Jorge Guillen and Reid Ramirez

November 17 - December 15, 2019
Opening reception:
Saturday, November 16, 7—10pm

Motel is pleased to announce Slipstream, an exhibition of new paintings by Jorge Guillen and Reid Ramirez, opening Saturday, November 16 and on view through December 15, 2019.

The painting that I have recently been working on revolves around the idea of the “angle of reflection.” In the game of pool, the angle of reflection refers to what the ball will do mathematically when shot at a certain angle. If you shoot a ball at 30 degrees, it will bounce back at 30 degrees. The title and idea of this painting comes from thinking about that as a perspective of life and how every choice we make depends on the outcome that we want and if we don’t completely understand that math or concept then we can’t expect to know the outcome.

I remember as a kid my dad always wanted a pool table. We never had a full-sized one, but I remember having a small kid-version. At this point in time my family and I lived in an apartment. We barely had space for anything with my entire family living in one bedroom and my cousin living in the second and my uncle in the third. Some of my other cousins at the time had purchased a house and they had a pool in the backyard and a pool table in the basement. I didn’t understand at the time, but to my dad that represented a sign of wealth—that you had made it.

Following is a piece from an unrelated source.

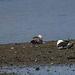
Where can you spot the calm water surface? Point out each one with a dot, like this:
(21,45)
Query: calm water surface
(20,20)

I think having space in general represented wealth and having space for a pool table represented it even more.

Now I think of the pool hall as a place for my friends and I to hangout, play a game and have a cheap pitcher of beer. None of us are wealthy, but what it represents for us is different than what it meant for my dad.


Around the time I was working on Spill and Celery I was reading a book called Do Metaphors Dream of Literal Sleep? by Seo-Young Chu. There's a part in the introduction that describes a specific metaphor involving celery, coffee and cream. She describes how the metaphor unfolds in the mind making for a complicatedly active image. When I was reading this section, I accidentally spilled an entire cup of coffee on the book. It felt very strange in the moment and the book is now coffee stained in that part, reinforcing the memory with a brown visual marker. I had already been interested in the images of spilled water on white formica in my kitchen and was making the painting about this one particular spill that I took an image of. After this incident with the coffee, I decided that I needed to add an aspect of the experience into the painting. Celery as a word and a flavor seemed to make sense in relation to the skin of the baby being described by Chu. The spill in the painting takes on an otherworldly figuration, and the green of the "celery" increases an unsettling slippage in the picture.